Um ou dois séculos, tanto faz?

Maria do Rosário Pedreira

Comemora-se este ano o bicentenário do nascimento de Charles Dickens, um dos autores com quem decerto aprendi a ler literatura e de que tenho pena que muitos adolescentes deixem passar em branco, porque estou convencida de que é um desses escritores que fazem leitores entre as camadas mais jovens. Tempos Difíceis, David Copperfield ou heróis como o avarento Scrooge de Conto de Natal ficam para sempre pregados à memória de quem os conheceu. A imprensa portuguesa dedicou, bem sei, algumas páginas à efeméride, mas ou as livrarias se fizeram desentendidas ou realmente não tinham as obras para destacar, porque por onde andei não vi nada da festa que Dickens merecia. Este é também o ano do centenário do naufrágio do Titanic, e não sei se o Homem é mesmo mórbido, mas a verdade é que as páginas dos jornais e os documentários sobre o navio chique que chocou contra um icebergue são muitos – e quase adivinho que os livros a mostrarem as loiças, os talheres e todas as outras mariquices a bordo estão por aí a romper para consolarem os que gostam de luxos, mesmo no fundo do mar. Bem sei que a miséria nunca encheu o olho, ainda assim tenho pena do pobre Charles, que se afundou na infância a trabalhar numa fábrica e veio ao de cima a escrever histórias em fascículos com um êxito enorme – e a quem se liga bem menos do que devia.

04
Mai12

O karma da adolescência

Maria do Rosário Pedreira

«O grande romancista americano», como lhe chamou a revista Time assinalando a saída de Liberdade, o seu mais recente romance (pelo menos, em Portugal), escreveu um livro de não-ficção extraordinário (fica bem dizer a palavra neste blogue).
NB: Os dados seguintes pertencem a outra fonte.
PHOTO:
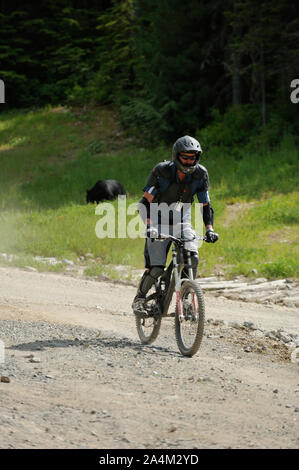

Jonathan Franzen, como todos nós, foi adolescente – e, se pensamos que a nossa adolescência foi um período complicado e cheio de contrariedades, vale bem a pena acompanhar a dele em A Zona de Desconforto, publicado há cerca de um mês pela Dom Quixote. Franzen nasceu no mesmo ano que eu e, embora a Europa e os Estados Unidos favoreçam experiências de vida bastante distintas, as pessoas dos 10 aos 18 anos são adolescentes onde quer que morem e encontrei neste relato dos dramas e conquistas do escritor americano muita coisa que vi e senti exactamente do mesmo modo. Aliás, as discussões dos pais sobre se o ar condicionado devia ou não estar na zona de conforto lembraram-me algumas das que assisti entre os meus progenitores à beira da separação. Mas há muito mais pontos em comum, como a adoração pelos Peanuts, de Charles Schultz (Charlie Brown é uma espécie de alma gémea do Franzen adolescente) e a invenção de asneiras colectivas, como retirar badalos de sinos, que a minha irmã também levou a cabo no colégio para fazer durar mais o intervalo. Não é, no entanto, a identificação que importa – e feliz será quem não se identifique com nada, digo eu – mas a circunstância de este ser um livro profundo, sincero, justo e gerador de razões para Jonathan Franzen ser hoje um grande escritor do mundo inteiro.